The above patterns of industry-specific default rates in the following line plot.
However, when we look at the overall performance among the three sampling plans based on these single-step samples, we look at the mean square errors of the differences in the default rates between the population and each of the three random samples. The result is summarized in the bottom panel of the above figure. It turns out that the systematic sampling plan actually outperforms the SRS and stratified plans.

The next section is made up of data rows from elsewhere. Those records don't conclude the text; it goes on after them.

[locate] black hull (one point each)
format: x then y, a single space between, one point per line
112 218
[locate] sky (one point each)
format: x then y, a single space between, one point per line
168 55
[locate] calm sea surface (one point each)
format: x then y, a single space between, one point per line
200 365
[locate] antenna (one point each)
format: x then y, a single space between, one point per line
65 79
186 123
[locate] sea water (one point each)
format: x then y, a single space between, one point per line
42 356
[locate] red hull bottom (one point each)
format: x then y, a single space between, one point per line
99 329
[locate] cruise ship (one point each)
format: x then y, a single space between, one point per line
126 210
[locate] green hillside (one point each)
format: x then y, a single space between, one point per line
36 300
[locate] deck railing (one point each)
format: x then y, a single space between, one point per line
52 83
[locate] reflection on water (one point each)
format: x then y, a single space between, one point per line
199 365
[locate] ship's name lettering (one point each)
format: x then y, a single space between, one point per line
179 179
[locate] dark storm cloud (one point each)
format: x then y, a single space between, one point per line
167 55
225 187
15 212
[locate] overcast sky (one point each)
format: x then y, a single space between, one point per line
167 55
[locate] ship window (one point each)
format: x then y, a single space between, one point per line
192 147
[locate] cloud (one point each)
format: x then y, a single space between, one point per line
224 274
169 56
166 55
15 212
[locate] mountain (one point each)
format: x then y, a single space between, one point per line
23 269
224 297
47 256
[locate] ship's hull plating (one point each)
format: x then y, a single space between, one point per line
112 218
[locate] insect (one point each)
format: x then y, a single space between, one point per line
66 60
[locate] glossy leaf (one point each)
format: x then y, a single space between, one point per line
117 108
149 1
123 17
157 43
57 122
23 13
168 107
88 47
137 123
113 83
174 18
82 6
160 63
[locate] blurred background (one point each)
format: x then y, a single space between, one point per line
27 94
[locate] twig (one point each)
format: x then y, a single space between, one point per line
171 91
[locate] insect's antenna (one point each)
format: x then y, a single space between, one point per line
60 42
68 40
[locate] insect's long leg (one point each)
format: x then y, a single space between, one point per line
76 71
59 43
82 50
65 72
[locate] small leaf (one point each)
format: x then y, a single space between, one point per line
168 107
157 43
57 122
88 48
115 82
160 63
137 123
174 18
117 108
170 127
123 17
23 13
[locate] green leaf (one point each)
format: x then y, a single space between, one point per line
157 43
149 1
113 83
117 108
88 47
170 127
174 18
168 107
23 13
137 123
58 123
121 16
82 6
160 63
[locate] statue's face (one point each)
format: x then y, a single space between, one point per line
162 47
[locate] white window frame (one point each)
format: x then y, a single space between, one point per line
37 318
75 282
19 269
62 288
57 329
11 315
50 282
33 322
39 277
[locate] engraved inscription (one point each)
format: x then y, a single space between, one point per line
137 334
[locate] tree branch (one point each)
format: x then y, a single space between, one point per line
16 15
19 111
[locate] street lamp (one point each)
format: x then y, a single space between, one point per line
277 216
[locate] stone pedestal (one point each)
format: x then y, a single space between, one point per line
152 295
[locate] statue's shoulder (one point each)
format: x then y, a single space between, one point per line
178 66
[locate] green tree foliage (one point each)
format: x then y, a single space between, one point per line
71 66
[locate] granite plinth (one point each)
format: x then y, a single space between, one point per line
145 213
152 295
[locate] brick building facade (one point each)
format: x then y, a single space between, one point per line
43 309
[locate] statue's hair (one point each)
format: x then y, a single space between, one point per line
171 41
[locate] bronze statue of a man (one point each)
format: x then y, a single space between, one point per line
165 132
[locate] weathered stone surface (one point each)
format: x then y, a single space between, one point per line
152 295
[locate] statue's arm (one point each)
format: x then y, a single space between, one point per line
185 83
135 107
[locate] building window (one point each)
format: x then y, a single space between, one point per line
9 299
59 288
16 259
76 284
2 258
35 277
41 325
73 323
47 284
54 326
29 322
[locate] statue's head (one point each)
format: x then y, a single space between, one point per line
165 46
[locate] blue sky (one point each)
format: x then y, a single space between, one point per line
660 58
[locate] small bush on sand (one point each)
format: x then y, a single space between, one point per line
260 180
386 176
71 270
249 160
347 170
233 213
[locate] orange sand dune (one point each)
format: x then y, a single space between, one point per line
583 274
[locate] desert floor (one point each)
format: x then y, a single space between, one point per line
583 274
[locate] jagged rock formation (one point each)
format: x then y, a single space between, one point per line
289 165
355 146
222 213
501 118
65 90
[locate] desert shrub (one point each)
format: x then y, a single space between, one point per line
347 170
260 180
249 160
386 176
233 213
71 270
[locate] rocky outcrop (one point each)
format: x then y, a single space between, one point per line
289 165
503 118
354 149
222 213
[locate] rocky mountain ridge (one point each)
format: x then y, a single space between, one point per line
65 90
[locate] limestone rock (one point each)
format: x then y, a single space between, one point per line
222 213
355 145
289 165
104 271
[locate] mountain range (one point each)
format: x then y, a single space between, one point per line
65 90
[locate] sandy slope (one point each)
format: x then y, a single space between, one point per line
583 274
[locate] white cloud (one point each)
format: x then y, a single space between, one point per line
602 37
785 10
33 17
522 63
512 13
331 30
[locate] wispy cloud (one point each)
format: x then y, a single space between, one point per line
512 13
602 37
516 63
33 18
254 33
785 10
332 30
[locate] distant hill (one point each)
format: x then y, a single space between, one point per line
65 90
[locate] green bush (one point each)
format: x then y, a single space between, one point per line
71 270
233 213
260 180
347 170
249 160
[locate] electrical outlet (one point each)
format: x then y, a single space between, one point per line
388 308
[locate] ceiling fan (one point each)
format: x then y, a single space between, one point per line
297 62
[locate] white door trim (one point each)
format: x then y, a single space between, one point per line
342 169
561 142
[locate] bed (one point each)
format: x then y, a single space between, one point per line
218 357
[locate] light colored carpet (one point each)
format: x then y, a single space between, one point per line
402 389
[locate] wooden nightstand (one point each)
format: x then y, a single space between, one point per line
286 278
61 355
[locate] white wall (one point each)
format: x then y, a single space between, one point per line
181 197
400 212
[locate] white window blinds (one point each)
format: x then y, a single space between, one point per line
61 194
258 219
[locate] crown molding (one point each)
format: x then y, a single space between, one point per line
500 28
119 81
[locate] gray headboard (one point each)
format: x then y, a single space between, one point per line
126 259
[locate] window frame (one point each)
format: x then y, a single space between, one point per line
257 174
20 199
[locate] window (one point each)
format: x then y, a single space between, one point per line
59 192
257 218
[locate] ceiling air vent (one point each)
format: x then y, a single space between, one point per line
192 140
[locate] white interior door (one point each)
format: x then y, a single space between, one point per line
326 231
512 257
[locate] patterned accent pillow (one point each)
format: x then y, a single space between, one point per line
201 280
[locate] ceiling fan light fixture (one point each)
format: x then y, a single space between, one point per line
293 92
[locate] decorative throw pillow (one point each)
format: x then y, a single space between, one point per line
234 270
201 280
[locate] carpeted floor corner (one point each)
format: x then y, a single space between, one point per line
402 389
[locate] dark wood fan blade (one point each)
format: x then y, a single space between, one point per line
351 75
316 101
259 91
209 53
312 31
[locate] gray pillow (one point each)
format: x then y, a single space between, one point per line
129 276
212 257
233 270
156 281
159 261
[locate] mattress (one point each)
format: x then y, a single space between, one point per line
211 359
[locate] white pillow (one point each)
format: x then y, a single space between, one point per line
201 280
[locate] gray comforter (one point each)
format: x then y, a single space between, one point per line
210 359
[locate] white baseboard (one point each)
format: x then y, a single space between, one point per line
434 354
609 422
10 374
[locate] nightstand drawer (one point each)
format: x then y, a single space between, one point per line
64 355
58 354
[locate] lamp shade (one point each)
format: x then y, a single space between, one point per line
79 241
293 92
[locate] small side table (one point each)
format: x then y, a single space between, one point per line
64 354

We have implemented the three sampling plans that are commonly used in practice based on large bank loan data. The Zip code was used to define the study population and the stratification variable for stratified sampling. The difference between population-level industry-specific default rates and sample-level rates was used to compare the performance of all three sampling plans. The comparison results were based on a one-step sample. There could be big variations. A more reliable approach to obtaining a stable overall performance of the three sampling plans is to take multiple samples and compare the mean sqred errors.